このアプローチは Integrated Biology と呼ばれますが、新しいバイオマーカーを発見し、効果的な治療用タンパク質を開発するための最善の道であると、博士は確信しています。

「我々にとって、これは次のことを意味しています。つまり、遺伝子変異と我々が実施している変動に関する研究に関連する、この生化学的データをどのように理解すればよいのか。また、脂質レベルの変動を他の体内パラメータとどのようにして関連付ければよいのか、ということです。コレステロールは単なる 1 つの例です。我々は、赤血球の数、血小板の数、炎症マーカーなどを測定することができます。それは、流動する粒状体の種類を示しています。」と博士は述べています。

このレベルの詳細情報は、アジレントのような企業の生物学的分析機器に技術革新が起こることにより、作成が可能になります。

「我々は、少量の低濃度代謝物を測定するための、非常に高感度で再現性のあるメソッドを構築するという点において、アジレントと密接に作業を行ってきました。」と Wenk 博士は述べています。「アジレントは、プラットフォームのクロスサイトの再現性や統合性を確認するための支援も行ってくれました。このため、我々は韓国やオーストラリアのコンソーシアムにいる共同研究者と簡単にプロトコルを交換し、そのデータを組み込むことができたのです。」

アジレントの機器は、博士のチームが必要とする分解能と真度を提供するだけではなく、特定のワークフローに対してツールを最適化するための定評のある能力も備えています。

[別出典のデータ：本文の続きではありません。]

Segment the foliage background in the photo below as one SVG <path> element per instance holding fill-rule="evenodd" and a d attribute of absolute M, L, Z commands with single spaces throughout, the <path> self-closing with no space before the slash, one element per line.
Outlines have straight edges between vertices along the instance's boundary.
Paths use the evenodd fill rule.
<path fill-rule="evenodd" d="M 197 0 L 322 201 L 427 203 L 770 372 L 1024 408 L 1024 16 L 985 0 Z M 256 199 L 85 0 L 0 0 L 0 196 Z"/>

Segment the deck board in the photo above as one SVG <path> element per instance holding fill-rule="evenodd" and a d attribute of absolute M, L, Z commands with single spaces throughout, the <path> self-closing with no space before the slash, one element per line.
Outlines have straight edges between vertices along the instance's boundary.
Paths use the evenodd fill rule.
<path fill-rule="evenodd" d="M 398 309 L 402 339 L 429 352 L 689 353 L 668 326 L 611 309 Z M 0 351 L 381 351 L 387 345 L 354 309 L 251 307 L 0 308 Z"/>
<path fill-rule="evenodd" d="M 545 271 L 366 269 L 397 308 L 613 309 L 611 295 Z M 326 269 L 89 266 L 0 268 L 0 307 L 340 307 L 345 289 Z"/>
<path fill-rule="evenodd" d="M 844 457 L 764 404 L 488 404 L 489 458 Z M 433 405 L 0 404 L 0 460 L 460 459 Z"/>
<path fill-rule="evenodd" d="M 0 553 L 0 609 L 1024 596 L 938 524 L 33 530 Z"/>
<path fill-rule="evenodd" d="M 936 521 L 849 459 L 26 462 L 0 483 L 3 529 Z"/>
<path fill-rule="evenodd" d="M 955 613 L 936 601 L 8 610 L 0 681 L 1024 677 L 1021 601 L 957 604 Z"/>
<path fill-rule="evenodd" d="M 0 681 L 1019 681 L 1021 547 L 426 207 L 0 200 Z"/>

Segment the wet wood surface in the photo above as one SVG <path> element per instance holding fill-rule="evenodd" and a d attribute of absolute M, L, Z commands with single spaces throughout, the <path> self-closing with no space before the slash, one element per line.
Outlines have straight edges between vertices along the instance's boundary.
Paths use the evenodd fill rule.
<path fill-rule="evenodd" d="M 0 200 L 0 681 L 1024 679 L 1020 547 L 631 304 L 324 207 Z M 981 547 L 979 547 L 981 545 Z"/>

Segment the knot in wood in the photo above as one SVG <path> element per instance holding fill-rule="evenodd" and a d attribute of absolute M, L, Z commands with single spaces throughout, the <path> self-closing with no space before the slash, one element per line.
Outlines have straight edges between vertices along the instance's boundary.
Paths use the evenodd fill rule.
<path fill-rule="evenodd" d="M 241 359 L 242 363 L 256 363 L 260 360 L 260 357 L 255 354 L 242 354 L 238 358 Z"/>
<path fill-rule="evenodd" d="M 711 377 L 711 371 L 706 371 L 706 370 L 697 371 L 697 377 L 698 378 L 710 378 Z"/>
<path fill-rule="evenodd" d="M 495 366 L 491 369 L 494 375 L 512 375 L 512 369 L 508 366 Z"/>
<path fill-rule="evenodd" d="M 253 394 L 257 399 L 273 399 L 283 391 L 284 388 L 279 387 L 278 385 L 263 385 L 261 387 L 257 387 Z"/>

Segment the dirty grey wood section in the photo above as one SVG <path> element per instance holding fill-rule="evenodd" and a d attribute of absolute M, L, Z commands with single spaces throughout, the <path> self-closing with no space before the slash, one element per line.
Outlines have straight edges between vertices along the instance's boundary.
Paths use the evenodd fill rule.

「この事実は、お客様が実際に強力な技術パートナーを得る際に実際に役立ちます。」と Wenk 博士は述べています。

「我々は、以前には説明できなかったいくつかの化学的性質を発見しました。ここには、まだ発見の余地が残されているのです。発見対象となるのは必ずしも新しいコレステロールではなく、その「兄弟」や「姉妹」なのです。これはまだ独自の考え方です。発見可能な領域がまだ存在するという、興味深い考え方なのです。おそらく全体像は、教科書で学習したように、完全には正確ではなく調整する必要があるかもしれません。この発見は研究と新しい知識の一部であると同時に、現在使用可能な技術を通して、実際に依然として進行中です。」